Member of the Iowa Senate from the 49th district
- In office January 11, 1909 – January 9, 1921

Personal details
- Born: April 7, 1865 Gibbsville, Wisconsin, U.S.
- Died: January 29, 1954 (aged 88) Sioux Center, Iowa, U.S.
- Party: Republican
- Spouse: Clara Van Rooyen ​(m. 1886)​
- Children: 7
- Education: Sheboygan Falls High School
- Occupation: Politician

= Nicholas Balkema =

American politician (1865–1954)

Nicholas Balkema (April 7, 1865 – January 29, 1954) was an American politician.

Balkema was of Dutch descent. He was born on April 7, 1865, in Gibbsville, Wisconsin, attended Sheboygan Falls High School, then moved to Newkirk, Iowa, in 1884. On December 9, 1886, he married a Newkirk native, Clara Van Rooyen, with whom he raised four daughters and three sons.
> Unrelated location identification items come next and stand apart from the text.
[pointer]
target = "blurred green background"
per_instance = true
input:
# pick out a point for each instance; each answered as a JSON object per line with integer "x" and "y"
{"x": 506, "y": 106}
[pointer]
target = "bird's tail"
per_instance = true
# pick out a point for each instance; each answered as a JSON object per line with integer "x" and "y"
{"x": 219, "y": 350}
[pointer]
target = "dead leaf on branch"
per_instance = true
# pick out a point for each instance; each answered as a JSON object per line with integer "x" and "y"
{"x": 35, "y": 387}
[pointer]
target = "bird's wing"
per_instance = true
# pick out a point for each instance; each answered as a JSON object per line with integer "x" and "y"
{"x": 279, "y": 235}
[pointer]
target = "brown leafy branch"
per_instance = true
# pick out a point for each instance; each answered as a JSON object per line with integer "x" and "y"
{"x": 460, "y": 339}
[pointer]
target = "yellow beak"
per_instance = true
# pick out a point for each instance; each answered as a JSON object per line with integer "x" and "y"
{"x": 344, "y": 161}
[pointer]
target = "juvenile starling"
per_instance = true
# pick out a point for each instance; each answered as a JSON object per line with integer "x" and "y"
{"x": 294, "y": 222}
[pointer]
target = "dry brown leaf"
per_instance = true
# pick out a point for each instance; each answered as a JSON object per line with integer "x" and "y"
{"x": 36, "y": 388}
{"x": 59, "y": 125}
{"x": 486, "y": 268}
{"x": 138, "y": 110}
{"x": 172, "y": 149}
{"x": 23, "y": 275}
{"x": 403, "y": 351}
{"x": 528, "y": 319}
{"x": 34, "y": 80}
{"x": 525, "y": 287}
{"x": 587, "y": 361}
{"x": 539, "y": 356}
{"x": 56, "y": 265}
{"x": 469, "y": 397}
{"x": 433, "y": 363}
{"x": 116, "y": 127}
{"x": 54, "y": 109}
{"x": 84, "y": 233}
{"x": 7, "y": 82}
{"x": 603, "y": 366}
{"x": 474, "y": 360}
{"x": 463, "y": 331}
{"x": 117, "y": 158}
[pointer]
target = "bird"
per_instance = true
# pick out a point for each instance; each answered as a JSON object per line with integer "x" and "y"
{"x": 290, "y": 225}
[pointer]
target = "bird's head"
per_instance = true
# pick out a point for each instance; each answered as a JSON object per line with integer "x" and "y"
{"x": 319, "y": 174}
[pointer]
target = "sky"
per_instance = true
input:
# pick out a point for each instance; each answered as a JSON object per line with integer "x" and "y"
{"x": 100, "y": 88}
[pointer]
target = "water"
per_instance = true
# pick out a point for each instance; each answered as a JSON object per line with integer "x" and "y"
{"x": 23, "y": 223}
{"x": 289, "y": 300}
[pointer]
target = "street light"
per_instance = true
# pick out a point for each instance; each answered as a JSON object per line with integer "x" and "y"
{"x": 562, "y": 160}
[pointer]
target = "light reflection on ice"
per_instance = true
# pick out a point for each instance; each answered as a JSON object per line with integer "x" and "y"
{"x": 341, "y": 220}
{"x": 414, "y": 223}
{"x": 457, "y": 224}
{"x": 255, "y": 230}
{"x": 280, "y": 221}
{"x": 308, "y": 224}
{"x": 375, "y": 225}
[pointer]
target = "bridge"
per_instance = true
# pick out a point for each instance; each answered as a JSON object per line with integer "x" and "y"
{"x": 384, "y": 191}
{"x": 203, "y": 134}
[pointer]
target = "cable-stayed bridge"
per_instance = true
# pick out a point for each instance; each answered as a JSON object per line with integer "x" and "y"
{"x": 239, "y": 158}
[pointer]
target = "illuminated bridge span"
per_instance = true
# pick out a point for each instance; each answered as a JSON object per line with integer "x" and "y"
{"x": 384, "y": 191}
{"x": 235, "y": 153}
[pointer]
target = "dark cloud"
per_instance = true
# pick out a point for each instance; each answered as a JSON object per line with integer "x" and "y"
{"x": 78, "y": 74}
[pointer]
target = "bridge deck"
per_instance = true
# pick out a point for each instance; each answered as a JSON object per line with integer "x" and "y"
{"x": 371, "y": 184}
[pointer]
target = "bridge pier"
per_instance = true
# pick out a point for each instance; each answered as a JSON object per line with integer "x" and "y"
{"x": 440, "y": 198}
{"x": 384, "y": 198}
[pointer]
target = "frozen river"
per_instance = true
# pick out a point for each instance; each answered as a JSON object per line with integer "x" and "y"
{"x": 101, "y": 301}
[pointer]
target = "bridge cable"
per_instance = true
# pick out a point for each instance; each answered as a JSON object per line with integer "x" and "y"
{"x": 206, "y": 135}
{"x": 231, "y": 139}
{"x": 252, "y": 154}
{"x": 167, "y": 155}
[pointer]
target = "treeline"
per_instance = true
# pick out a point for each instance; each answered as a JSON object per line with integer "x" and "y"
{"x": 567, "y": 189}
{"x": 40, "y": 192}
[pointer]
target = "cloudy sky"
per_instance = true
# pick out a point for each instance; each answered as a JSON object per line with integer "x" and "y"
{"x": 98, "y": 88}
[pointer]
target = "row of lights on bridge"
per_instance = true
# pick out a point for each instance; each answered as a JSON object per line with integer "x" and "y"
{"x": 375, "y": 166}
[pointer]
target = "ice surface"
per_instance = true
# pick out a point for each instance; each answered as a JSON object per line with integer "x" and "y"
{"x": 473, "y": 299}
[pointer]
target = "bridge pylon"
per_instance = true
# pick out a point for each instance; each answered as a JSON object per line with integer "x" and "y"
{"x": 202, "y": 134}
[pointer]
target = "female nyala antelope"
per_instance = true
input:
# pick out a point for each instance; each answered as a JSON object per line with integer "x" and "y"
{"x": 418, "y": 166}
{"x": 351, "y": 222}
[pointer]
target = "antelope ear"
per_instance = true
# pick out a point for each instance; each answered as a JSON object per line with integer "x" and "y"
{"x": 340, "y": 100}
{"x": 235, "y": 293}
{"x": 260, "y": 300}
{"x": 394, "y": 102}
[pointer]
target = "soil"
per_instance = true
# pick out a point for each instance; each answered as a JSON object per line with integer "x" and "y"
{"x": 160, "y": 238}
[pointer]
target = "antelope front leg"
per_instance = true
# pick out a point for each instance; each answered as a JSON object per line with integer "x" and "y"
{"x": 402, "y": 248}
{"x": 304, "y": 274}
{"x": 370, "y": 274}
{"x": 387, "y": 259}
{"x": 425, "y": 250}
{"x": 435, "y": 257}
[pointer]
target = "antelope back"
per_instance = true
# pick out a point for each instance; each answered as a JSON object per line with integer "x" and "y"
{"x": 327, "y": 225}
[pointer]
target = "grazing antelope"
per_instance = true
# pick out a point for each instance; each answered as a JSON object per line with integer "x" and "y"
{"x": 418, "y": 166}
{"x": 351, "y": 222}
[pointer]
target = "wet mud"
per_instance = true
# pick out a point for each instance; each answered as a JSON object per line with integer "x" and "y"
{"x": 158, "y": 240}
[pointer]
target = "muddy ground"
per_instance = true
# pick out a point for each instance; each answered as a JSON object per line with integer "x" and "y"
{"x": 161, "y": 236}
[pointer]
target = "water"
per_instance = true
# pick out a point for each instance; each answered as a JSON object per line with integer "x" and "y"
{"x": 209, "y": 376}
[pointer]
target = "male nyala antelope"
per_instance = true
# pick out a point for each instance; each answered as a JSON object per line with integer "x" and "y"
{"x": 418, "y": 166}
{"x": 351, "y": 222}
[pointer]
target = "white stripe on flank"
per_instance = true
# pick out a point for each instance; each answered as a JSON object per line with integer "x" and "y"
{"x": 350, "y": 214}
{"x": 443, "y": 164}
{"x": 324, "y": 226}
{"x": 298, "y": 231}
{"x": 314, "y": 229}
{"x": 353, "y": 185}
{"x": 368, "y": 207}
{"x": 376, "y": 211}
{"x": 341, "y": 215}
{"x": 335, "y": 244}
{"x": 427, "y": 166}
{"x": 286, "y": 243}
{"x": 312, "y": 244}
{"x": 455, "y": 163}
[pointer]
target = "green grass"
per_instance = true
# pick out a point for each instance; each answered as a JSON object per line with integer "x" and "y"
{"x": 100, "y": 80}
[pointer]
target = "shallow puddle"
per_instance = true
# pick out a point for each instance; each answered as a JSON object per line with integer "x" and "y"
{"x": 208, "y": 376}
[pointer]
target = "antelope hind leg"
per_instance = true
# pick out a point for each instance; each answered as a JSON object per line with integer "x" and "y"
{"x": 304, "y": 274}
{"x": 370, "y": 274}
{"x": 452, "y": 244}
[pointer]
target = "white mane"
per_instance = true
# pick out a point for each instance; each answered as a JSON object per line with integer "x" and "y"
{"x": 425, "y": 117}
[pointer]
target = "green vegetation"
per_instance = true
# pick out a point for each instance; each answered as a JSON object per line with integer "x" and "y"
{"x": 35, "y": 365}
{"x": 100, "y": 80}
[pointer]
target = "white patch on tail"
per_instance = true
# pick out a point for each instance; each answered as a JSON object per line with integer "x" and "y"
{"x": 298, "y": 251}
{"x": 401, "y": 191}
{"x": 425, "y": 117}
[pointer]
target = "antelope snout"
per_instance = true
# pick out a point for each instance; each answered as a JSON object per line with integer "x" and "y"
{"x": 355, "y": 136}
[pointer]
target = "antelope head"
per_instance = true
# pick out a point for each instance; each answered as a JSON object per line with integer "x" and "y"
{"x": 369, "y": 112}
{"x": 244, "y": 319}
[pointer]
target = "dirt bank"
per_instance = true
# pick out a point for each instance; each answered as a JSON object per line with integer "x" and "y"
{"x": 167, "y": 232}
He became a schoolteacher and later ran his own business as well as the post office. In 1894, Balkema moved to Sioux Center. He held local offices and executive positions for a time before pursuing statewide political office. These included service as a bank executive, school board member, and city councillor in Sioux Center. Between 1909 and 1921, Balkema represented District 49, which included Sioux County, in the Iowa Senate as a Republican. He died on January 29, 1954, aged 88.